De pronto, ella me observa en la distancia, me reconoce y corre a mí, gritando: “todo esto es tu culpa”. ¿Mi culpa? Por segunda vez, en su corto periodo de tiempo, no preguntó quién era yo ni la importancia de que le tenía que decir. ¡Cómo me irrita! Aunque la amo. No entiendo por qué los humanos no dejan de ser soberbios. Recuerdo lo incapaces que logran ser y me levanto calmándome por su debilidad, todavía se encuentra distante. Acto seguido, mi chaqueta y pantalones de cuero oscuro se transforman en una metalizada armadura de color amatista. No toda la armadura celestial suele ser dorada como los humanos creen. Así, mis seis alas de un negro azulado también metalizadas se despliegan ocasionando que aquella muchachita caiga de rodillas ante mi esplendor y, al mismo tiempo, hace que el resto de los testigos se percaten de mi presencia. No todos se asustaron; ya que, de acuerdo a su recompensa, puedo generar diversos sentimientos.

De los lados de mis cuerpos, unas largas y pesadas cadenas que se desprenden y los rodea a todos, por si deciden escapar. Sus pequeñas almas se aterrorizan por el ruido pavoroso que hacen. No puedo evitar sonreír, debido a su cobardía. Ayer eran tan valientes que hoy no lo recuerdan; pero al mismo tiempo siento pena por alguno de ellos. Desde el asfalto, un metalizado tronco gris se suspende en el aire y mi estrella de siete puntas con mi nombre en escrito en oro; “El que ayuda a Dios”, aparece en una lengua indescifrable para el público. Encima, el libro del camino de los muertos se abre para mí mostrándome hasta la última página escrita los nombres de los presentes y su destino. Detrás de mí, dos puertas aparecen, materializándose.  A mi derecha, se halla la más grande, con un semicírculo dorado en la parte superior y semicírculos de plata en los bordes junto a placas laterales, y en el centro de ella posee un cerrojo triangular.
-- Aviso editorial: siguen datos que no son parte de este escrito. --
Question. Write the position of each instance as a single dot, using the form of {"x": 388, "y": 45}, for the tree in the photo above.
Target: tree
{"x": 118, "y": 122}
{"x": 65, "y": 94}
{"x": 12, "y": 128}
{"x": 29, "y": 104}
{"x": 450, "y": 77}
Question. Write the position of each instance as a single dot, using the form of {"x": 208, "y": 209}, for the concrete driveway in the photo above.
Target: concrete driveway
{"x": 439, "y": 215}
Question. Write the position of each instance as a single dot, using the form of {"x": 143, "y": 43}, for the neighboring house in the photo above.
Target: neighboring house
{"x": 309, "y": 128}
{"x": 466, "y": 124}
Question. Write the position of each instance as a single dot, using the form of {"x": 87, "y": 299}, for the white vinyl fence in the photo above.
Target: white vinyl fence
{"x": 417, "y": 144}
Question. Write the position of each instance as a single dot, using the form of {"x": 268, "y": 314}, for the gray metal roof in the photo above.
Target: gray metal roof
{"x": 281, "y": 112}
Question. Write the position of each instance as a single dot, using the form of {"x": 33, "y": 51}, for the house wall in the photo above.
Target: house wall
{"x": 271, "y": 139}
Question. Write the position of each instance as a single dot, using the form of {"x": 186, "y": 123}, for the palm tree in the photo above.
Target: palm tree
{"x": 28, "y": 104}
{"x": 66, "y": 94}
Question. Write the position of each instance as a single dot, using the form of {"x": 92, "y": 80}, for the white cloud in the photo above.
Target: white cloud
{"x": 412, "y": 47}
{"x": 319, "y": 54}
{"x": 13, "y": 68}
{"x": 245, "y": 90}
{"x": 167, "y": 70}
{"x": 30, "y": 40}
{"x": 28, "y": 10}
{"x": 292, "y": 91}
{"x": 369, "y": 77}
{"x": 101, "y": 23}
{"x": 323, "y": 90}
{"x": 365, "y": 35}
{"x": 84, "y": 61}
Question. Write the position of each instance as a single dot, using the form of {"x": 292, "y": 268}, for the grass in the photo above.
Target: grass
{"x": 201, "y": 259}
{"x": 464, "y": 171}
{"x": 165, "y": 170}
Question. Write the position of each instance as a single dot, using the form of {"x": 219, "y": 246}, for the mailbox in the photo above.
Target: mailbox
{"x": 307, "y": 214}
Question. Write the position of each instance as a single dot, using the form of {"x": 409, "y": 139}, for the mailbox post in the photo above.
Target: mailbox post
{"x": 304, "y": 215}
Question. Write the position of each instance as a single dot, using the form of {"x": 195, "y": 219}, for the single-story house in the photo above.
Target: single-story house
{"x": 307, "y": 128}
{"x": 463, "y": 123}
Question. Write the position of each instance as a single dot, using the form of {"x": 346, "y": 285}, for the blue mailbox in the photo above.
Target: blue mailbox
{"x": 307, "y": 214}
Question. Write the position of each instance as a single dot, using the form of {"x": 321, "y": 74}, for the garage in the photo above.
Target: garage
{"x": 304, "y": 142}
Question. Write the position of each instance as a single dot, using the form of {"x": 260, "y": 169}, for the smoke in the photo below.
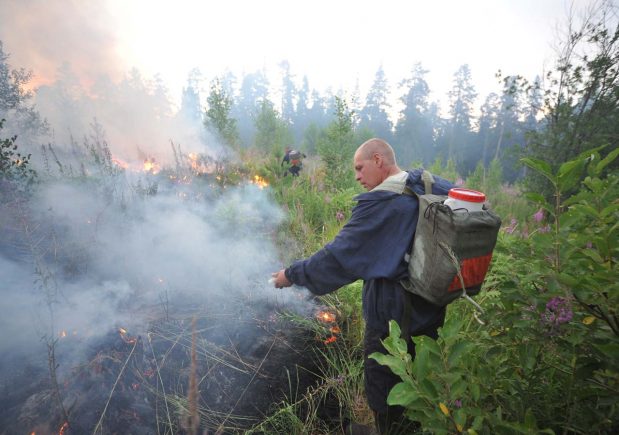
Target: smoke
{"x": 40, "y": 35}
{"x": 80, "y": 78}
{"x": 105, "y": 255}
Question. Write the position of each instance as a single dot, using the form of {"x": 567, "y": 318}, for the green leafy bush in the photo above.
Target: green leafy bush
{"x": 547, "y": 360}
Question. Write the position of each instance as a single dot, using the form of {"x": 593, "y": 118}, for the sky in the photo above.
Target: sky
{"x": 335, "y": 44}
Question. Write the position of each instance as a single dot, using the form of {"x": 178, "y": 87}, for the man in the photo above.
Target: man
{"x": 293, "y": 158}
{"x": 372, "y": 247}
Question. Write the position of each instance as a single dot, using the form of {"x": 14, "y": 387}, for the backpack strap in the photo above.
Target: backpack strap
{"x": 428, "y": 181}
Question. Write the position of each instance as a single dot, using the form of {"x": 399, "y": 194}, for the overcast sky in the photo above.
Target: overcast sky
{"x": 335, "y": 42}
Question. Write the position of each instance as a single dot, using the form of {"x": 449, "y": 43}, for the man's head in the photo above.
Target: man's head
{"x": 374, "y": 161}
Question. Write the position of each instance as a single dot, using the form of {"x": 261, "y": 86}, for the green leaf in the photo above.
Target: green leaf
{"x": 606, "y": 160}
{"x": 475, "y": 392}
{"x": 540, "y": 166}
{"x": 431, "y": 345}
{"x": 420, "y": 365}
{"x": 396, "y": 364}
{"x": 456, "y": 351}
{"x": 428, "y": 387}
{"x": 529, "y": 419}
{"x": 402, "y": 394}
{"x": 535, "y": 197}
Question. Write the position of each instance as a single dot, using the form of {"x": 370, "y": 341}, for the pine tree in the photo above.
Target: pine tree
{"x": 218, "y": 120}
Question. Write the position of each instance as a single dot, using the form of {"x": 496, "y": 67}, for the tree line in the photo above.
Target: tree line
{"x": 571, "y": 108}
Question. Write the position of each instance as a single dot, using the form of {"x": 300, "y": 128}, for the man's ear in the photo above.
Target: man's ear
{"x": 378, "y": 159}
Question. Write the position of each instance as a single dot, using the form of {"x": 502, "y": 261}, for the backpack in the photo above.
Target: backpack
{"x": 451, "y": 250}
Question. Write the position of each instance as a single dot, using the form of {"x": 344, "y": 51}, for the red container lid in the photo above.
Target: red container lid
{"x": 467, "y": 195}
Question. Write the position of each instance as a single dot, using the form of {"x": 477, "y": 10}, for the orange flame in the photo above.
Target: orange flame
{"x": 259, "y": 181}
{"x": 326, "y": 316}
{"x": 125, "y": 337}
{"x": 151, "y": 166}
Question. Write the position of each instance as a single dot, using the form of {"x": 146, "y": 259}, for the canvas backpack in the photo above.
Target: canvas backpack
{"x": 451, "y": 251}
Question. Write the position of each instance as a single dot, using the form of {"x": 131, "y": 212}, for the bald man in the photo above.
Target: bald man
{"x": 372, "y": 247}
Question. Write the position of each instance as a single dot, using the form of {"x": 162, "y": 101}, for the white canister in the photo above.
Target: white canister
{"x": 460, "y": 199}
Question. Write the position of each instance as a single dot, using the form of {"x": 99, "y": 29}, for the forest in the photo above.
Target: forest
{"x": 137, "y": 240}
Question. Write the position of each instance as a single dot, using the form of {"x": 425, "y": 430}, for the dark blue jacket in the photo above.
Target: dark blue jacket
{"x": 371, "y": 247}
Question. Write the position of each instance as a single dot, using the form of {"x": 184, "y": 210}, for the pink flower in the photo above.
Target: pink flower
{"x": 539, "y": 215}
{"x": 512, "y": 226}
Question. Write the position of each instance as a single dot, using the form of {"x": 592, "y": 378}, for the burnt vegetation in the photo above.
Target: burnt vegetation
{"x": 135, "y": 281}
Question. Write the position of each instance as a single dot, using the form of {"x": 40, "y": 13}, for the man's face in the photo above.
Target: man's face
{"x": 368, "y": 172}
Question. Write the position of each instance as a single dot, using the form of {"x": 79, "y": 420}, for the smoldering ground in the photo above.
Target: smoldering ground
{"x": 82, "y": 258}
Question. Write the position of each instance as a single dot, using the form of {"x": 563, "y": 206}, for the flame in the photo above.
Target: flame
{"x": 199, "y": 164}
{"x": 125, "y": 337}
{"x": 151, "y": 166}
{"x": 259, "y": 181}
{"x": 121, "y": 164}
{"x": 326, "y": 316}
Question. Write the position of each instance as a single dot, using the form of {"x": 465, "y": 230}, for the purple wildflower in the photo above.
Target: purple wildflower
{"x": 539, "y": 215}
{"x": 512, "y": 226}
{"x": 545, "y": 229}
{"x": 558, "y": 311}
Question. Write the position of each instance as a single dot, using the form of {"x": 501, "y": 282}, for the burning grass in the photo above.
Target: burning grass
{"x": 240, "y": 362}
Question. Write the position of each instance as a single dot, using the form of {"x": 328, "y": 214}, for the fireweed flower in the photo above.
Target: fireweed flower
{"x": 512, "y": 226}
{"x": 545, "y": 229}
{"x": 539, "y": 215}
{"x": 558, "y": 311}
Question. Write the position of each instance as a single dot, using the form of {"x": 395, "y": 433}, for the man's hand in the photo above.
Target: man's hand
{"x": 280, "y": 280}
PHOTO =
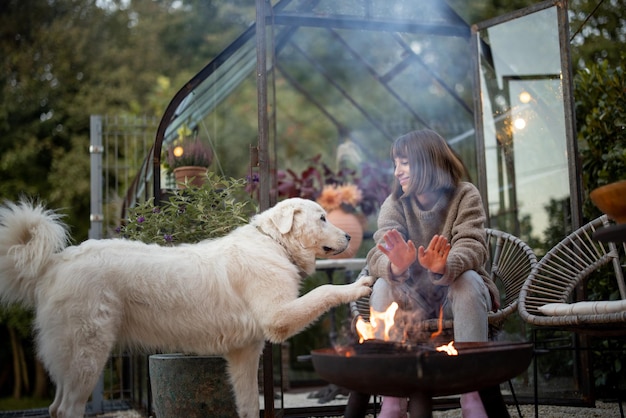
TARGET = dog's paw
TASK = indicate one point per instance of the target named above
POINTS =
(366, 281)
(364, 285)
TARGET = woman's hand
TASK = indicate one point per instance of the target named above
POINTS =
(401, 253)
(435, 256)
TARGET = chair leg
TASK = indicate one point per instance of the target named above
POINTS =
(493, 402)
(519, 411)
(357, 405)
(535, 374)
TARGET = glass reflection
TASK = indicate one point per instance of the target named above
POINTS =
(523, 120)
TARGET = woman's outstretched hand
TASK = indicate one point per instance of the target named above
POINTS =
(435, 256)
(401, 253)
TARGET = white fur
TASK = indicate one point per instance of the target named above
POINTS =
(224, 297)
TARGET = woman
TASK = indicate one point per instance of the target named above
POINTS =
(431, 250)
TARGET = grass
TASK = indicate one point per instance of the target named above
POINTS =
(12, 404)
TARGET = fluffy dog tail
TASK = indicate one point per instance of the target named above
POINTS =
(29, 236)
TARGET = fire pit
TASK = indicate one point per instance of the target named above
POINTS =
(420, 372)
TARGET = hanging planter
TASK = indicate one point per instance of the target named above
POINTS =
(193, 175)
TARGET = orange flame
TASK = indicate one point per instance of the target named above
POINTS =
(439, 325)
(367, 330)
(448, 348)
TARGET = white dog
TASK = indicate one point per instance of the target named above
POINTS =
(225, 296)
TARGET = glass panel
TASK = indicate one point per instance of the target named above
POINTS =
(523, 118)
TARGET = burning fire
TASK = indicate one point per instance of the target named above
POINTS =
(368, 330)
(448, 348)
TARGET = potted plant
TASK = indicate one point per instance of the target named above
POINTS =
(188, 158)
(185, 384)
(341, 202)
(349, 195)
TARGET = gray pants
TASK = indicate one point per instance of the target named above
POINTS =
(467, 302)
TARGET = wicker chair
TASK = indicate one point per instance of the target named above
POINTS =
(511, 260)
(546, 296)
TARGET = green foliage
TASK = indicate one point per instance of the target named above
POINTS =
(192, 214)
(600, 92)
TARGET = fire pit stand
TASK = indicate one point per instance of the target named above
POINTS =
(422, 374)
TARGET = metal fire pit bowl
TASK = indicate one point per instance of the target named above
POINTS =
(422, 373)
A mi izquierda, yace una pequeña puerta de madera pura y brillante, de colores primaverales con flores incrustadas.

Las cadenas se movieron formando un camino hacia la puerta pequeña. Parecen confundidos, pero comienzo a mencionar los primeros nombres que aparecen el libro y ellos, uno a uno, responden avanzando hasta colocarse enfrente de mí, de ese modo completan una pequeña fila. Entonces, del libro saco una de las llaves celestial y tomándola me dirijo a la puerta. La abro y aparecen dos de mis subordinados. Serafines, emocionados, cantando coplas de recibimiento por el gran festín que el día de hoy se celebrara en la casa de mi padre. Los presentes tomando las manos de mis pequeños hermanos y subordinados ingresaron al vistoso jardín que se veía a través de la abertura. Ellos, un poco menos de la mitad de los fallecidos, estaban felices. Todo el sufrimiento vivido había valido la pena. Nada más importaba ahora, ya se iban a vestir de rotunda paz y vida. Posteriormente, después de ingresar el último, la puerta sin mi esfuerzo se cerró. Los innombrados, asustados, iniciaron gemidos indecibles y amargos, querían que los dejara entrar por aquella puerta; pero ese tipo de petición a los muertos ya no le es posible. ¡Ay, cómo me duele el corazón! ¡Ay, cómo sufro! No obstante, solo hay una oportunidad para ir a ese lugar y se les otorga a los que se esfuerzan en vida.